В коридоре его нагнал Черток. Поравнялся у лестницы и, не задерживая шага, кивнул на лист в руке Аркадия.
— Считайте дальше, Ефремов. Принесёте чем доказать, вернёмся к нему.
Он выждал ровно столько, чтобы это не прозвучало утешением, и прибавил уже на ходу, тише:
— Не вдруг это считается. Бывает, что и не вдруг.
Он свернул в своё крыло, и шаги его стихли за поворотом. В последней фразе что-то было — не обещание и не намёк, а будто Черток оставлял для самого себя место под то, чего пока не мог ни назвать, ни доказать наравне с Аркадием.
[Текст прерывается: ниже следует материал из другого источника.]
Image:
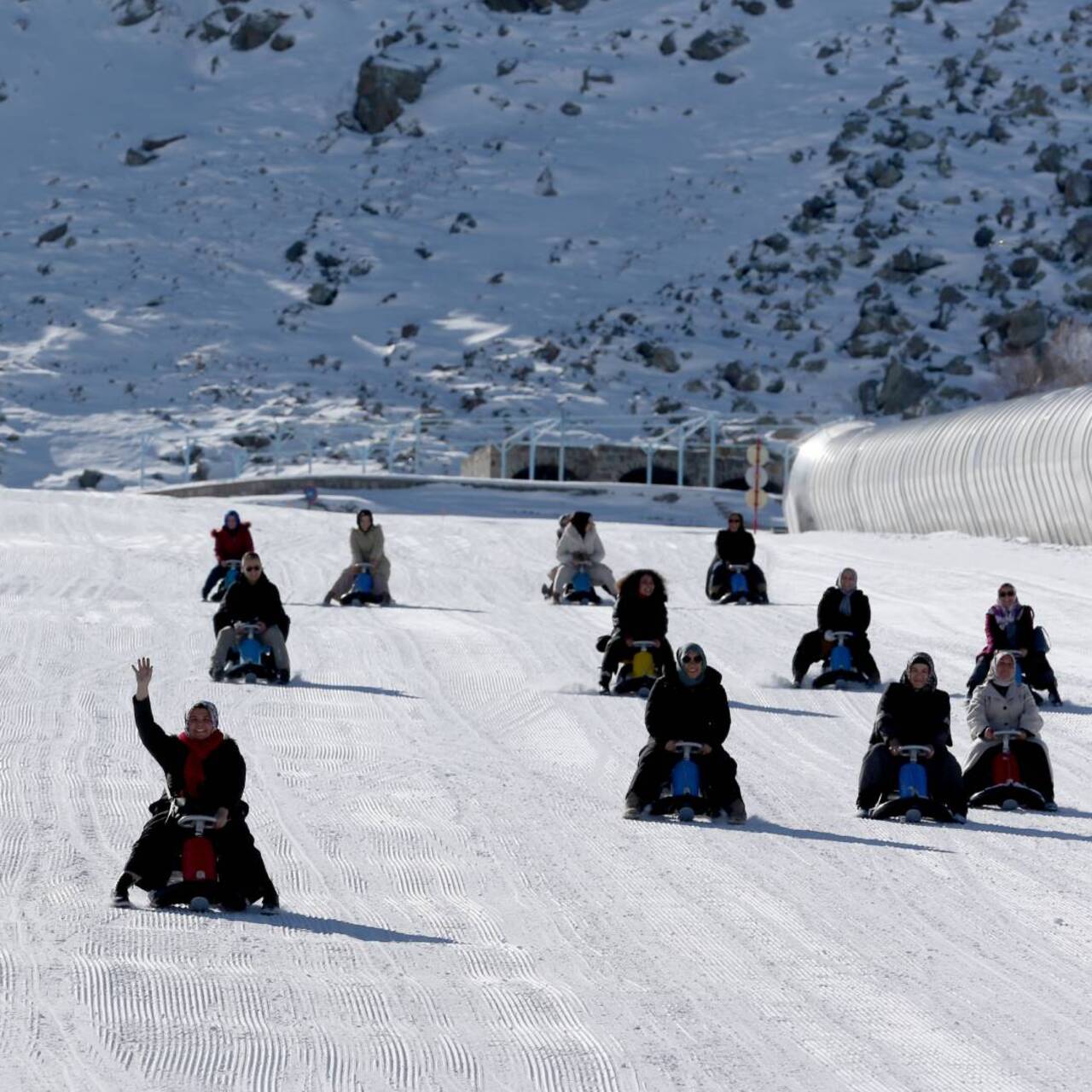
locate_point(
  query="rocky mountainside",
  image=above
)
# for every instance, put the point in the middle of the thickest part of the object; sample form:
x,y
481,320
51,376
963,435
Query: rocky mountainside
x,y
223,215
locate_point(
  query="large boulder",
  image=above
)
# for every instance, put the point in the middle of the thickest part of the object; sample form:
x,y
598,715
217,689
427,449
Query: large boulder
x,y
131,12
713,45
381,89
1025,327
257,27
902,389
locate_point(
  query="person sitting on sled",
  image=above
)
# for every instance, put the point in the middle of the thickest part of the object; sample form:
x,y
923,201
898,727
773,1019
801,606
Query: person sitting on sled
x,y
687,703
367,546
843,608
206,775
912,711
254,597
1002,703
580,544
229,543
1011,624
639,615
735,546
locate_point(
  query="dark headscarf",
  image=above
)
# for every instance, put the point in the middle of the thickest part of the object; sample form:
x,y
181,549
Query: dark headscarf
x,y
845,607
921,658
682,650
580,521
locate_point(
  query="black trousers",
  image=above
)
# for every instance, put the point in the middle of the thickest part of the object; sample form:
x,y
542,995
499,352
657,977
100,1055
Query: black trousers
x,y
812,648
880,775
718,579
617,650
654,767
156,853
215,574
1036,669
1031,758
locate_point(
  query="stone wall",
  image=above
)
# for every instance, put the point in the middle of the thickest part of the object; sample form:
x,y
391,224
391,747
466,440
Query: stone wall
x,y
620,462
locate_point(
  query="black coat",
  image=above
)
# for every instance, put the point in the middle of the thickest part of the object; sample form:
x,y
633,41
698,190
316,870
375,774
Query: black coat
x,y
996,636
642,619
245,601
225,771
699,712
913,717
831,617
735,547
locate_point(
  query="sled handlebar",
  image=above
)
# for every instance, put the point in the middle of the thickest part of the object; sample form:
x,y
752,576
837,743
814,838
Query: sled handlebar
x,y
687,747
913,751
1005,736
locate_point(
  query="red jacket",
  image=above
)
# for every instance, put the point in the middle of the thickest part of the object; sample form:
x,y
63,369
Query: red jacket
x,y
230,545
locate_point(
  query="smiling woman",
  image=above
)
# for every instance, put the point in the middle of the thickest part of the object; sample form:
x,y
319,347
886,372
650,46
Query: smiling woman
x,y
206,776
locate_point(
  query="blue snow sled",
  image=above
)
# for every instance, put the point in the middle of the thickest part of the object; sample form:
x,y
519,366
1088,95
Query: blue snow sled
x,y
912,802
839,669
580,590
363,591
250,659
683,798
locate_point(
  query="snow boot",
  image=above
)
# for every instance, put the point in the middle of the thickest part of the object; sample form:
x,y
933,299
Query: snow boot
x,y
120,897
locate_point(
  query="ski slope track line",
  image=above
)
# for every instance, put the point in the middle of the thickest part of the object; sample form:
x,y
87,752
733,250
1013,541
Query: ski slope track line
x,y
438,796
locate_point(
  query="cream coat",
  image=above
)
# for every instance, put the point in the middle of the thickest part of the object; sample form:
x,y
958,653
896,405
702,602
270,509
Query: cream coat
x,y
366,547
990,709
573,546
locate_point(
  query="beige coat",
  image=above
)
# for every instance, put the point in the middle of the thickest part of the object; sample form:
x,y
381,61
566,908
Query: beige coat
x,y
366,547
990,709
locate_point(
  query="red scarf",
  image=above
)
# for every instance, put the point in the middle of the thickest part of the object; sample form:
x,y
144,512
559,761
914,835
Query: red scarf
x,y
199,751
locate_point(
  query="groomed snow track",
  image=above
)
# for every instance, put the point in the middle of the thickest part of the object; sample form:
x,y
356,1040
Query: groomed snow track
x,y
438,798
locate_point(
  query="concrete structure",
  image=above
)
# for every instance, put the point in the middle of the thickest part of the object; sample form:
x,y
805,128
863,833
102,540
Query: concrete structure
x,y
617,462
1016,468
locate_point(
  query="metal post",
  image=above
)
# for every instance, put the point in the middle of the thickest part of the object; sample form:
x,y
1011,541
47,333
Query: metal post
x,y
758,467
561,451
712,450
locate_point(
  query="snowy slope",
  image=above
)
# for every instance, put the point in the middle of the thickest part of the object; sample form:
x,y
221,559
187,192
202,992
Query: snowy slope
x,y
462,288
438,798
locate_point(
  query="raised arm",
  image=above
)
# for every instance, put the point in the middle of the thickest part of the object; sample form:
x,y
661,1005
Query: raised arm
x,y
151,735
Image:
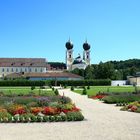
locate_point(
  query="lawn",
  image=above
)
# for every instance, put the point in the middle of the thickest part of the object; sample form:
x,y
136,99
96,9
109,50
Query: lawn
x,y
25,90
95,89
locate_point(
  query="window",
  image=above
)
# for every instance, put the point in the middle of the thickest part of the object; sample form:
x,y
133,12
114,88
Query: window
x,y
30,70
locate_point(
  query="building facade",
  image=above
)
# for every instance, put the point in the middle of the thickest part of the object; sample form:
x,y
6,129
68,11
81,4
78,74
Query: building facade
x,y
22,65
78,62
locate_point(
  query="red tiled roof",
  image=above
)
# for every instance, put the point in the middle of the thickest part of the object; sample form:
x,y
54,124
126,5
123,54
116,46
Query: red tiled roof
x,y
23,62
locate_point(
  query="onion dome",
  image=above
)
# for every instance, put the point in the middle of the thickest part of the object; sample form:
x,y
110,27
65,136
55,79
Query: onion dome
x,y
69,45
86,46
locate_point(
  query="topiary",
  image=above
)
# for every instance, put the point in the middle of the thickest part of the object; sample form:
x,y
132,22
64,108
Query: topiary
x,y
56,92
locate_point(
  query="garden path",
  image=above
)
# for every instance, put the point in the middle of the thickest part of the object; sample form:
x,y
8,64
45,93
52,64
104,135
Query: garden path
x,y
102,122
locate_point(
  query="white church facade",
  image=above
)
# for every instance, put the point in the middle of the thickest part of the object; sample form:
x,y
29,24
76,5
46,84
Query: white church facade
x,y
78,62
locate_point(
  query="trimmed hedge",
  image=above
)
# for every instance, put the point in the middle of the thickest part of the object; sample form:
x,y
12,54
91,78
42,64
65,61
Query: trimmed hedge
x,y
21,83
111,99
56,83
105,82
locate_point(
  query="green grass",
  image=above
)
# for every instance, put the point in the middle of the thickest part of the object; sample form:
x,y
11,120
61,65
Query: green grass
x,y
95,89
25,90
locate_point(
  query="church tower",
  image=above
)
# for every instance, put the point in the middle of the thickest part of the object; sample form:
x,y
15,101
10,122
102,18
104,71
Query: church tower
x,y
86,53
69,55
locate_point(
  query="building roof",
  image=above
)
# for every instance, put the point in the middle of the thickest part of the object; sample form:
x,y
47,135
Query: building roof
x,y
23,62
44,75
Аркадий пошёл вниз по стёртым ступеням и думал, что эта обмолвка про «не вдруг» весила больше всего, что внесли сегодня в протокол. Черток не утешал; утешать он не умел и не любил, и сказал ровно то, что думал. А думал он, похоже, что молодой инженер с пустой строкой под выводом может оказаться прав раньше, чем эту строку научатся выводить как полагается. Вслух такого не говорят, и Аркадий не ждал, что скажут. Доказать он сегодня не доказал ничего. Но впервые с тех пор, как сел писать ту записку, рядом оказался человек, который не поверил ему на слово и всё-таки не закрыл дело совсем.
Аркадий вернулся в отдел, к своему месту в дальнем ряду. К концу дня в зале держался обычный рабочий шум: у соседа дёргался «Феликс», считая и сбрасывая, у крайнего островка кто-то вслух читал колонку, и её переспрашивали через стол. За высокими окнами уже синели ранние мартовские сумерки, и по залу один за другим зажигали верхний свет. Он сел и развернул лист на столе.
Мишинская пометка стояла на левом поле, у той самой строки: короткая цифра, его пересчёт, сошедшийся с аркадиевым до знака. Запас был посчитан чисто; тут и впрямь спорить было не с чем — ни ему, ни Аркадию, ни кому угодно. А ниже, под последней строкой, белело пустое поле, то самое, по которому Мишин постучал карандашом дважды. Этого места Аркадий не заполнил за две недели и не заполнит. Причинную строку туда было не вписать ни сегодня, ни через месяц — не оттого, что он её не знал, а оттого, что знал слишком хорошо и не с той стороны, с какой её узнают честно.
Он положил лист в ящик, к тетради с перечнем, не порвав его и не сунув подальше с глаз. Лист был верен наполовину, и эта половина лежала теперь в протоколе наверху, под мишинским грифелем, права на бумаге и бесполезна на деле.